Alternately, shifting his entire approach to be a more selfish one — focusing more on how great he individually looks in these big epics moreso than how the match as a whole comes off, the end result being talking more about great David Starr performances than great David Starr matches –as a reflection of his OTT heel character as a phony populist pretending to be about the greater good but actually only ever being out for himself (genuinely terrible character, a perversion of the things people actually love him for, and borderline irresponsible by OTT in a time like this) could be one of the greatest works in history. Galaxy brain level stuff. Truly admirable. No, I have not broken self isolation in five days. why do you ask?

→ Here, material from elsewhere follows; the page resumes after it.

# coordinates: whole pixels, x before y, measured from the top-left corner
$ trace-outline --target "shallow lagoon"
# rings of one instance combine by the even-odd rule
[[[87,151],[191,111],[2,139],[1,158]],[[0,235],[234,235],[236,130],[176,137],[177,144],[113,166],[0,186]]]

It wouldn’t suddenly make this match good or fix any of the many other similar eggs that Starr’s laid in the last six months, but I would at least respect something that courageous and that evil. The only way to defeat Shawn Michaels is to become Shawn Michaels.

**1/2

Special credit to the the crowd chanting “INDEPENDENT” and “BERNIE SANDERS” in support of David Starr during his farewell speech, but who still showed up here. It’s a very weird thing. There is no ethical consumption of major European wrestling, besides OTT. You can buy a ticket here to see Starr or to see Thatcher’s farewell or greats like Kingston and Daniel Makabe, but it all feels a little hollow to be here in this venue and to chant that. It’s 2020, and you know who signs the checks. The moment this stipulation was made, you all knew. You knew whose thumb was on the scale, forcing things to that way. Implicit force isn’t explicit force, there was no mandate, but soft power is still power. WXW is what it is. Look the thing in its eye and call it what it is. You can’t have it both ways. David Starr might not be a great wrestler anymore, but at least he understands that.